Forgive me for what I am about to write, because, in the wake and afterglow of the Erma Bombeck Writers’ Workshop, I risk sacrilege: Erma Bombeck was not what she portrayed herself to be. I submit, for proof, this statement, in the humorist’s own words:

From Suzette Martinez Standring’s PowerPoint presentation at the Erma Bombeck Writers’ Conference: “Staying Power Advice from Top Opinion Columnists.”
I wondered what I had that was unique and ironically enough, I discovered something. I was ordinary, painfully middle of the road, bare boned Ohio Midwest beige, Our Town ordinary…
While it is true that Erma Bombeck wrote about the ordinary, mundane details and events of her life, only an extraordinary writer and person could have taken that ordinary turf and seeded it into fertile mountains of gold. By keeping her ear to the common ground—daily life and love in the realm of domesticity—Bombeck harvested an astonishing legacy as a humorist, writer, columnist, journalist, and television personality. Her hometown of Dayton, Ohio, celebrates her legacy every two years on the campus of the University of Dayton, at the writer’s conference and festival that bears her name. I was lucky; I was one of the 350 attendees from across the U.S. and Canada smart enough to register before the event sold out. In 12 hours.
It takes an extraordinary woman to remain married to the same man for decades, raise three children (all of whom were present at the festival), walk the walk of feminism (she was an early supporter of the Equal Rights Amendment), write and publish, and keep her voice pure and true. No. Erma Bombeck, taken from us much too soon at the age of 69, was as far from ordinary as Dubai is from Dayton.
According to the Bombeck workshop website, http://www.humorwriters.org, Bombeck’s syndicated column, “At Wit’s End,” appeared in more than 900 newspapers. She wrote twelve books, nine of which were on the The New York Times’ bestseller list. She appeared regularly ABC-TV’s Good Morning America for 11 years. She was still writing her column for Universal Press Syndicate and developing a new book for Harper Collins Publishers when she died from complications of a kidney transplant on April 22, 1996.

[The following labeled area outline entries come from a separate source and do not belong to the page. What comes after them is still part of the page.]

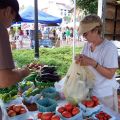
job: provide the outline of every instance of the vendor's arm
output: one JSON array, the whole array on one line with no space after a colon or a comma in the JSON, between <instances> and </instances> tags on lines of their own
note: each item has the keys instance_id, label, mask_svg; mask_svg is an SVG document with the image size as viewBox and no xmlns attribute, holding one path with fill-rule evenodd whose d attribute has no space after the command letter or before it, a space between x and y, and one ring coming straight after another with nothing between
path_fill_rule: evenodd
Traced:
<instances>
[{"instance_id":1,"label":"vendor's arm","mask_svg":"<svg viewBox=\"0 0 120 120\"><path fill-rule=\"evenodd\" d=\"M6 88L23 80L29 74L29 69L4 69L0 70L0 88Z\"/></svg>"},{"instance_id":2,"label":"vendor's arm","mask_svg":"<svg viewBox=\"0 0 120 120\"><path fill-rule=\"evenodd\" d=\"M98 62L96 62L95 60L93 60L92 58L89 58L85 55L80 55L79 57L79 63L80 65L83 66L92 66L94 67L101 75L103 75L104 77L111 79L116 71L116 68L107 68L104 67L102 65L100 65Z\"/></svg>"}]
</instances>

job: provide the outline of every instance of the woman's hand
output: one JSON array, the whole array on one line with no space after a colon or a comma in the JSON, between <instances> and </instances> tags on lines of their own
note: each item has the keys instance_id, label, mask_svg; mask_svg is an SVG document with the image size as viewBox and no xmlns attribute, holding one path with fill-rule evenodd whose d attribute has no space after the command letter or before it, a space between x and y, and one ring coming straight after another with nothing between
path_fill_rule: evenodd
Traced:
<instances>
[{"instance_id":1,"label":"woman's hand","mask_svg":"<svg viewBox=\"0 0 120 120\"><path fill-rule=\"evenodd\" d=\"M77 55L77 59L76 59L76 62L78 62L80 65L82 66L93 66L95 67L96 66L96 61L90 57L87 57L83 54L79 54L79 56Z\"/></svg>"}]
</instances>

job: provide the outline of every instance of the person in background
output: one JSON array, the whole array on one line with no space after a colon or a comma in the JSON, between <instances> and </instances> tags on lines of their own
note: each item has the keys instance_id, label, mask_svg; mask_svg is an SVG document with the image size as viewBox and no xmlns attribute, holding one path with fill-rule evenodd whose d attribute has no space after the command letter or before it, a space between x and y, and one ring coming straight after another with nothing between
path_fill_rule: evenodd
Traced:
<instances>
[{"instance_id":1,"label":"person in background","mask_svg":"<svg viewBox=\"0 0 120 120\"><path fill-rule=\"evenodd\" d=\"M8 31L8 34L9 34L9 41L10 41L11 49L15 49L16 48L15 30L13 29L13 27L10 27L10 30Z\"/></svg>"},{"instance_id":2,"label":"person in background","mask_svg":"<svg viewBox=\"0 0 120 120\"><path fill-rule=\"evenodd\" d=\"M20 48L23 48L23 30L21 29L21 27L18 28L18 36L19 36L19 45L20 45Z\"/></svg>"},{"instance_id":3,"label":"person in background","mask_svg":"<svg viewBox=\"0 0 120 120\"><path fill-rule=\"evenodd\" d=\"M65 35L66 35L66 43L68 44L70 41L70 29L69 29L69 27L66 27Z\"/></svg>"},{"instance_id":4,"label":"person in background","mask_svg":"<svg viewBox=\"0 0 120 120\"><path fill-rule=\"evenodd\" d=\"M114 90L119 87L115 79L118 68L118 52L116 46L101 35L102 21L97 15L85 16L79 26L79 34L86 39L82 54L76 55L76 63L88 66L95 75L92 94L101 103L111 109L114 106Z\"/></svg>"},{"instance_id":5,"label":"person in background","mask_svg":"<svg viewBox=\"0 0 120 120\"><path fill-rule=\"evenodd\" d=\"M70 40L71 41L73 40L73 28L72 27L70 28Z\"/></svg>"},{"instance_id":6,"label":"person in background","mask_svg":"<svg viewBox=\"0 0 120 120\"><path fill-rule=\"evenodd\" d=\"M15 69L10 48L7 28L11 26L13 21L20 20L18 1L0 0L0 88L16 84L30 73L27 67ZM2 120L1 109L0 120ZM3 120L5 119L3 118Z\"/></svg>"},{"instance_id":7,"label":"person in background","mask_svg":"<svg viewBox=\"0 0 120 120\"><path fill-rule=\"evenodd\" d=\"M10 43L15 41L15 31L13 27L10 27L8 34L9 34Z\"/></svg>"}]
</instances>

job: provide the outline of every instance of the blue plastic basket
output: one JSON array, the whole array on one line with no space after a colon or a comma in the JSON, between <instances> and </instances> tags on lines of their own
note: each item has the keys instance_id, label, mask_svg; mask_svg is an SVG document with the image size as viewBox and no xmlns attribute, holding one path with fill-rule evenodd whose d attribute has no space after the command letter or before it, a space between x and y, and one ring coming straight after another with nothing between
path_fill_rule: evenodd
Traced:
<instances>
[{"instance_id":1,"label":"blue plastic basket","mask_svg":"<svg viewBox=\"0 0 120 120\"><path fill-rule=\"evenodd\" d=\"M58 108L56 109L56 114L60 115L60 117L62 118L62 120L83 120L83 114L82 114L82 110L80 110L80 113L78 113L77 115L71 117L71 118L65 118L62 116L61 113L58 112Z\"/></svg>"},{"instance_id":2,"label":"blue plastic basket","mask_svg":"<svg viewBox=\"0 0 120 120\"><path fill-rule=\"evenodd\" d=\"M35 103L40 112L54 112L57 107L57 102L50 98L38 99Z\"/></svg>"},{"instance_id":3,"label":"blue plastic basket","mask_svg":"<svg viewBox=\"0 0 120 120\"><path fill-rule=\"evenodd\" d=\"M96 107L93 108L87 108L85 105L82 103L78 104L80 106L80 109L83 111L84 116L92 116L96 113L98 113L102 109L102 105L97 105Z\"/></svg>"},{"instance_id":4,"label":"blue plastic basket","mask_svg":"<svg viewBox=\"0 0 120 120\"><path fill-rule=\"evenodd\" d=\"M59 93L53 87L44 89L42 91L42 95L43 95L43 97L47 97L47 98L51 98L51 99L55 99L55 100L58 100L60 98Z\"/></svg>"}]
</instances>

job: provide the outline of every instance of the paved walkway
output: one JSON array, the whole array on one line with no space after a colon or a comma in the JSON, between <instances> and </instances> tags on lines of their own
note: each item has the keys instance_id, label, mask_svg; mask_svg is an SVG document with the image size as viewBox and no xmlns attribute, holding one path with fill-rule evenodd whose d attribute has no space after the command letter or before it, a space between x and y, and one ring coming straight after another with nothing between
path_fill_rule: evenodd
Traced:
<instances>
[{"instance_id":1,"label":"paved walkway","mask_svg":"<svg viewBox=\"0 0 120 120\"><path fill-rule=\"evenodd\" d=\"M84 45L83 41L75 41L75 46L77 47L82 47ZM55 47L64 47L64 46L73 46L73 41L69 41L68 43L66 43L66 41L58 41L56 42ZM17 49L31 49L30 47L30 40L29 39L24 39L23 40L23 47L20 47L20 42L17 40L16 41L16 47Z\"/></svg>"}]
</instances>

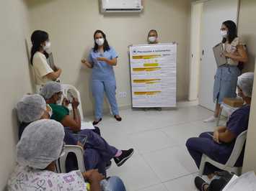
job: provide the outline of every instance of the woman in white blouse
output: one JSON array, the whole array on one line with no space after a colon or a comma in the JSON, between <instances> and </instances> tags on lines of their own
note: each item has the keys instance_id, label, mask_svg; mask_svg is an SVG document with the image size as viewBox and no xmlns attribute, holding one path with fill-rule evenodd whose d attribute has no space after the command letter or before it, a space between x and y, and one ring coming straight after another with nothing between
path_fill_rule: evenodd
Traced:
<instances>
[{"instance_id":1,"label":"woman in white blouse","mask_svg":"<svg viewBox=\"0 0 256 191\"><path fill-rule=\"evenodd\" d=\"M36 30L31 35L32 49L30 62L32 65L35 84L42 85L48 81L56 81L61 74L61 69L51 68L48 62L50 47L46 32Z\"/></svg>"}]
</instances>

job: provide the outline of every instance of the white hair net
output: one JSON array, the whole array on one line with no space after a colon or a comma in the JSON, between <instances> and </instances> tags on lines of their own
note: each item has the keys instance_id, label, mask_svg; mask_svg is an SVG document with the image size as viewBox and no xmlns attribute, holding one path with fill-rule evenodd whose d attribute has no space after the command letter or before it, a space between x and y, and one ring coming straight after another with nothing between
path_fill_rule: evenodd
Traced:
<instances>
[{"instance_id":1,"label":"white hair net","mask_svg":"<svg viewBox=\"0 0 256 191\"><path fill-rule=\"evenodd\" d=\"M19 121L30 123L41 118L46 110L45 99L39 94L25 95L17 104Z\"/></svg>"},{"instance_id":2,"label":"white hair net","mask_svg":"<svg viewBox=\"0 0 256 191\"><path fill-rule=\"evenodd\" d=\"M41 89L40 94L45 98L50 98L55 93L61 91L61 85L56 82L48 82Z\"/></svg>"},{"instance_id":3,"label":"white hair net","mask_svg":"<svg viewBox=\"0 0 256 191\"><path fill-rule=\"evenodd\" d=\"M242 90L244 95L252 98L253 88L253 73L243 73L238 77L237 85Z\"/></svg>"},{"instance_id":4,"label":"white hair net","mask_svg":"<svg viewBox=\"0 0 256 191\"><path fill-rule=\"evenodd\" d=\"M62 152L64 129L50 119L31 123L24 130L17 145L17 162L23 167L45 169Z\"/></svg>"}]
</instances>

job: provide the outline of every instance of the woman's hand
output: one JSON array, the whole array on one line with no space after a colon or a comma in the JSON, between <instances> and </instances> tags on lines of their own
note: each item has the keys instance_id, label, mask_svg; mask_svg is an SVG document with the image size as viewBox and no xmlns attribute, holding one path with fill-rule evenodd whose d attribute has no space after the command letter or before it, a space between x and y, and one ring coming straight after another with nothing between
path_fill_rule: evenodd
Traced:
<instances>
[{"instance_id":1,"label":"woman's hand","mask_svg":"<svg viewBox=\"0 0 256 191\"><path fill-rule=\"evenodd\" d=\"M85 59L82 59L81 60L81 62L82 62L84 65L85 65L87 67L88 67L89 68L92 68L92 65L91 63L88 62L88 61Z\"/></svg>"},{"instance_id":2,"label":"woman's hand","mask_svg":"<svg viewBox=\"0 0 256 191\"><path fill-rule=\"evenodd\" d=\"M64 98L63 100L62 101L61 105L65 107L67 107L69 103L70 103L70 101L67 98Z\"/></svg>"},{"instance_id":3,"label":"woman's hand","mask_svg":"<svg viewBox=\"0 0 256 191\"><path fill-rule=\"evenodd\" d=\"M219 131L218 130L215 130L213 132L213 141L218 144L220 144L220 141L219 140Z\"/></svg>"},{"instance_id":4,"label":"woman's hand","mask_svg":"<svg viewBox=\"0 0 256 191\"><path fill-rule=\"evenodd\" d=\"M71 104L73 108L77 108L78 106L79 106L79 102L76 98L74 98Z\"/></svg>"},{"instance_id":5,"label":"woman's hand","mask_svg":"<svg viewBox=\"0 0 256 191\"><path fill-rule=\"evenodd\" d=\"M229 52L227 52L226 51L223 53L223 55L224 55L224 57L229 57L229 58L231 58L232 57L232 54L231 53L229 53Z\"/></svg>"}]
</instances>

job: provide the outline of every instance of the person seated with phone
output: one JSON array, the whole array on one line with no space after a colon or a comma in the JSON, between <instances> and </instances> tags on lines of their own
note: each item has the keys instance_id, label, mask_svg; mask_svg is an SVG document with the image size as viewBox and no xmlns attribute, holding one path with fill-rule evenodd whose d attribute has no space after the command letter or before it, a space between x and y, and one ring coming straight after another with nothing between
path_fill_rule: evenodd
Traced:
<instances>
[{"instance_id":1,"label":"person seated with phone","mask_svg":"<svg viewBox=\"0 0 256 191\"><path fill-rule=\"evenodd\" d=\"M59 85L56 82L54 83ZM53 116L54 110L51 112L48 107L44 98L40 95L26 95L17 103L19 120L27 126L33 121L43 118L49 119L51 116ZM22 128L22 131L25 131L27 126ZM120 150L110 146L102 137L91 129L81 131L79 134L77 134L79 136L76 137L66 128L64 129L64 141L67 144L79 145L83 147L84 162L87 170L97 169L100 173L105 175L107 163L112 159L114 159L117 166L120 167L133 154L133 149ZM20 134L22 134L22 132ZM82 143L79 137L86 138L85 143ZM71 163L70 160L69 162L69 166L75 163Z\"/></svg>"},{"instance_id":2,"label":"person seated with phone","mask_svg":"<svg viewBox=\"0 0 256 191\"><path fill-rule=\"evenodd\" d=\"M7 190L125 191L118 177L106 178L96 169L56 173L56 162L64 154L64 135L63 126L54 120L40 119L29 124L17 144L17 165L8 180Z\"/></svg>"},{"instance_id":3,"label":"person seated with phone","mask_svg":"<svg viewBox=\"0 0 256 191\"><path fill-rule=\"evenodd\" d=\"M81 118L77 108L79 103L77 99L74 98L71 103L73 117L69 115L69 110L66 106L57 105L57 103L61 100L62 96L61 85L60 83L56 82L47 83L42 88L40 94L53 109L51 119L60 122L66 129L69 129L71 132L87 136L85 151L89 149L93 149L93 151L90 151L92 153L89 154L91 156L90 159L92 159L92 156L94 156L93 161L107 162L110 159L114 159L117 166L120 167L133 155L133 149L129 149L128 150L118 149L108 144L102 136L94 132L92 129L81 130ZM90 162L88 165L93 163Z\"/></svg>"},{"instance_id":4,"label":"person seated with phone","mask_svg":"<svg viewBox=\"0 0 256 191\"><path fill-rule=\"evenodd\" d=\"M202 154L225 164L229 159L237 137L247 130L253 87L253 73L246 73L239 76L237 81L238 96L244 101L244 106L235 111L230 116L226 126L219 126L214 132L205 132L199 137L190 138L186 146L197 167L200 167ZM237 159L235 167L242 167L244 147ZM206 164L203 174L211 179L218 168Z\"/></svg>"}]
</instances>

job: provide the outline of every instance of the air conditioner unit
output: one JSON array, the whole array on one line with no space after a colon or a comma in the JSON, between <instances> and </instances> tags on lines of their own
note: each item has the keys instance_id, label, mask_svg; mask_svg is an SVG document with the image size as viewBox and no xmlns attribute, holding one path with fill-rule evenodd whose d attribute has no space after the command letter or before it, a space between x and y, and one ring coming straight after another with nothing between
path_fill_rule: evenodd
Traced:
<instances>
[{"instance_id":1,"label":"air conditioner unit","mask_svg":"<svg viewBox=\"0 0 256 191\"><path fill-rule=\"evenodd\" d=\"M101 0L102 13L141 12L142 0Z\"/></svg>"}]
</instances>

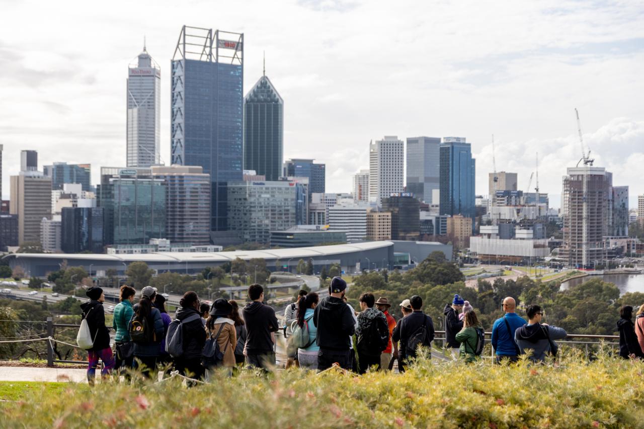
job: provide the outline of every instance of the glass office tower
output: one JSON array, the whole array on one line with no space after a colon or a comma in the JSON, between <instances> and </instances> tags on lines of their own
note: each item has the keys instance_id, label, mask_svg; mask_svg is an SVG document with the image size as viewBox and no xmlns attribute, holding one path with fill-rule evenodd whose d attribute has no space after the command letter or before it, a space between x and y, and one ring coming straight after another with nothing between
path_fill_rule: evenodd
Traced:
<instances>
[{"instance_id":1,"label":"glass office tower","mask_svg":"<svg viewBox=\"0 0 644 429\"><path fill-rule=\"evenodd\" d=\"M464 137L444 137L440 144L440 214L476 216L476 160Z\"/></svg>"},{"instance_id":2,"label":"glass office tower","mask_svg":"<svg viewBox=\"0 0 644 429\"><path fill-rule=\"evenodd\" d=\"M228 182L243 178L243 35L184 26L172 61L172 164L210 175L211 231L227 226Z\"/></svg>"}]
</instances>

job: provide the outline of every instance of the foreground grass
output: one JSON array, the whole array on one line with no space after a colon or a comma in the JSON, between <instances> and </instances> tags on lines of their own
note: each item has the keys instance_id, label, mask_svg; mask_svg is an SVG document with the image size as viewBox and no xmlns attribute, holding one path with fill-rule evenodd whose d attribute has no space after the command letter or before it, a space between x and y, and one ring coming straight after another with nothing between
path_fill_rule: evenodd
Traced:
<instances>
[{"instance_id":1,"label":"foreground grass","mask_svg":"<svg viewBox=\"0 0 644 429\"><path fill-rule=\"evenodd\" d=\"M558 367L421 361L361 377L245 371L191 388L70 383L3 403L0 427L643 427L643 372L639 362L564 357Z\"/></svg>"}]
</instances>

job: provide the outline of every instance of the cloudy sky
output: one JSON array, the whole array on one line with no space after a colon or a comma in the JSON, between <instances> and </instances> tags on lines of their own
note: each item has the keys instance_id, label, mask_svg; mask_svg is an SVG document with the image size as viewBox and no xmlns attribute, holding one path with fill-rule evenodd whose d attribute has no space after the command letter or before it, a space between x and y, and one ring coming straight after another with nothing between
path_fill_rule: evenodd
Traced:
<instances>
[{"instance_id":1,"label":"cloudy sky","mask_svg":"<svg viewBox=\"0 0 644 429\"><path fill-rule=\"evenodd\" d=\"M61 5L62 6L61 6ZM327 163L349 191L384 135L465 137L477 191L492 171L540 187L553 205L581 157L574 108L596 166L644 194L644 2L0 0L3 195L19 151L39 164L125 165L128 65L162 68L162 158L169 160L169 64L183 24L244 33L244 91L261 73L285 100L284 156ZM534 186L534 184L533 184Z\"/></svg>"}]
</instances>

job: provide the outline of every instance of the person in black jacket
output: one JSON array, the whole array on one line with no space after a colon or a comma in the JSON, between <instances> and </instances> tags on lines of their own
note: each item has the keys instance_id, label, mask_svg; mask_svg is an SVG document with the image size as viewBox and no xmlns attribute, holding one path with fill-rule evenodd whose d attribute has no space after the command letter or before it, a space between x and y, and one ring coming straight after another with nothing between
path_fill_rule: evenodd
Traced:
<instances>
[{"instance_id":1,"label":"person in black jacket","mask_svg":"<svg viewBox=\"0 0 644 429\"><path fill-rule=\"evenodd\" d=\"M103 303L105 295L100 287L90 287L85 292L90 301L80 304L82 310L82 319L87 319L90 334L94 339L93 347L88 350L87 381L90 386L94 385L96 368L99 365L99 359L103 361L103 369L100 375L105 377L114 369L114 356L109 347L109 330L105 326L105 310Z\"/></svg>"},{"instance_id":2,"label":"person in black jacket","mask_svg":"<svg viewBox=\"0 0 644 429\"><path fill-rule=\"evenodd\" d=\"M313 314L313 323L317 328L316 341L320 348L317 369L321 371L336 362L351 370L349 337L355 332L355 319L342 300L346 289L346 282L340 277L334 277L329 286L330 296L320 301Z\"/></svg>"},{"instance_id":3,"label":"person in black jacket","mask_svg":"<svg viewBox=\"0 0 644 429\"><path fill-rule=\"evenodd\" d=\"M633 307L625 305L620 309L620 319L617 322L617 329L620 331L620 356L624 359L641 359L644 358L644 353L635 335L632 318Z\"/></svg>"},{"instance_id":4,"label":"person in black jacket","mask_svg":"<svg viewBox=\"0 0 644 429\"><path fill-rule=\"evenodd\" d=\"M179 304L181 308L176 310L176 319L184 320L193 314L199 316L199 318L181 325L184 354L175 359L175 369L182 375L199 379L204 376L202 352L206 337L199 314L199 296L189 291L184 294Z\"/></svg>"},{"instance_id":5,"label":"person in black jacket","mask_svg":"<svg viewBox=\"0 0 644 429\"><path fill-rule=\"evenodd\" d=\"M271 370L275 367L275 332L279 329L273 307L264 300L264 288L257 283L248 288L251 302L242 310L246 323L244 354L250 367Z\"/></svg>"}]
</instances>

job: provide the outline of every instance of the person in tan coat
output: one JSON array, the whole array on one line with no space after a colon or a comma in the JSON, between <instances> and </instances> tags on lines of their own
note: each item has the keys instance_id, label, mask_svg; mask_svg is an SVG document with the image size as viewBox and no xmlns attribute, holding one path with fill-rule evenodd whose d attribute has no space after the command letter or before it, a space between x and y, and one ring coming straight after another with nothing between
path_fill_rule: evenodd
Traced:
<instances>
[{"instance_id":1,"label":"person in tan coat","mask_svg":"<svg viewBox=\"0 0 644 429\"><path fill-rule=\"evenodd\" d=\"M232 305L223 298L215 300L210 310L210 317L206 322L206 334L208 338L216 337L219 350L223 354L223 359L213 368L208 368L206 379L213 375L213 372L225 367L227 374L232 375L235 366L235 346L237 345L237 333L235 322L231 317Z\"/></svg>"}]
</instances>

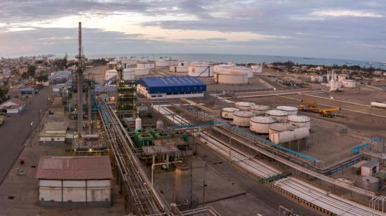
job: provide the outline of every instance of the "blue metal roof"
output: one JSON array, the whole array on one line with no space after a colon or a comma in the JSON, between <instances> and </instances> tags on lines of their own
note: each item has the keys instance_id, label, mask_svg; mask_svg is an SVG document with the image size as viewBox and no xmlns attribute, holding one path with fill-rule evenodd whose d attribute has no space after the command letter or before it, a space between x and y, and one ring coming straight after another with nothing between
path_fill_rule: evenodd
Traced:
<instances>
[{"instance_id":1,"label":"blue metal roof","mask_svg":"<svg viewBox=\"0 0 386 216\"><path fill-rule=\"evenodd\" d=\"M149 93L178 93L206 90L206 84L196 77L188 76L144 77L140 79L138 83L146 87Z\"/></svg>"},{"instance_id":2,"label":"blue metal roof","mask_svg":"<svg viewBox=\"0 0 386 216\"><path fill-rule=\"evenodd\" d=\"M22 91L31 91L31 90L34 90L35 89L33 88L20 88L20 90L22 90Z\"/></svg>"}]
</instances>

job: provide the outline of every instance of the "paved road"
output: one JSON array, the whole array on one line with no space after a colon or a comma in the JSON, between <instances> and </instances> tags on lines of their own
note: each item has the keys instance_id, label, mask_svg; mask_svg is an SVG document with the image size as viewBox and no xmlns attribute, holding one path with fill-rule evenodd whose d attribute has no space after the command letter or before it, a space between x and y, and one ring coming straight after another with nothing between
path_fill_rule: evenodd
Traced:
<instances>
[{"instance_id":1,"label":"paved road","mask_svg":"<svg viewBox=\"0 0 386 216\"><path fill-rule=\"evenodd\" d=\"M284 196L284 195L263 184L259 183L256 180L250 177L228 163L224 162L213 165L213 162L222 161L223 159L218 158L213 152L208 151L200 145L197 145L197 156L208 162L210 166L226 179L232 182L236 182L241 189L255 196L258 200L258 203L256 204L262 206L265 210L276 211L279 209L279 205L282 205L288 209L293 209L294 213L300 215L320 215L319 212L298 204L294 200ZM205 156L203 157L203 156Z\"/></svg>"},{"instance_id":2,"label":"paved road","mask_svg":"<svg viewBox=\"0 0 386 216\"><path fill-rule=\"evenodd\" d=\"M38 112L47 107L50 93L51 88L42 88L39 94L27 100L26 109L21 115L6 117L0 126L0 184L23 149L24 142L29 135L31 121L33 129L37 126Z\"/></svg>"}]
</instances>

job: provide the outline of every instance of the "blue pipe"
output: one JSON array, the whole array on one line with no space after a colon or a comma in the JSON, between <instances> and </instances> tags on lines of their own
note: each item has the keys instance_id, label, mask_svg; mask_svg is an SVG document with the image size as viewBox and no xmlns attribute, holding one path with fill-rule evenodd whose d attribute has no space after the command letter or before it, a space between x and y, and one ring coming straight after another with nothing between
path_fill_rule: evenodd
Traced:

I believe Erma Bombeck deserves to be mentioned in the same breath as another Ohio-born humorist—James Thurber.
When I was entering adulthood in the 1970s, I read and treasured two of her most famous books: If Life is a Bowl of Cherries, What am I Doing in the Pits? and The Grass is Always Greener over the Septic Tank. Her writing, while hilarious, also made me feel as though I were reading the work of a good friend. That was her special gift, I think. Everyone felt that they knew Erma, and at the conference, everyone did. Her spirit was everywhere, most especially during Phil Donahue’s first-night keynote address. Donahue and Erma lived on the same street in the Dayton suburb of Kettering when both were just starting their careers. Bombeck, then a journalist for the Kettering-Oakwood Times, interviewed Donahue, then an announcer at radio station WHIO in Dayton. A lifelong friendship developed, and the moving eulogy that Donahue delivered at Bombeck’s funeral, which he shared with the audience, encapsulates the honesty, humor, and utter lack of pretense that was Erma Bombeck.
I had an opportunity after dinner to tell Donahue that I loved what he said about Erma, and to present him with two original photographs from the days when his father-in-law, entertainer Danny Thomas, was raising funds for what would eventually become St. Jude Children’s Research Hospital. My father was a local fundraiser from Elyria, Ohio, and a huge benefit was held at a Cleveland hotel ballroom in April 1961.
There’s so much more that I want to share with you about the conference—what I learned, who I saw, how I managed to navigate the campus with my knee-scooter and the help of the incredibly supportive staff at the University of Dayton—that I’ll likely have to write another post or two. For now, to keep up with all the conference news, I invite you to go on Twitter and follow hashtag #EBWW2014. You can also follow me there—here’s my handle: @midlife2wife. I’m still tweeting about the conference, so you won’t miss a thing!
I’d write more now, but I have some chores to do around the house. You do know what Erma said about housework, don’t you?
Housework, if done right, can kill you.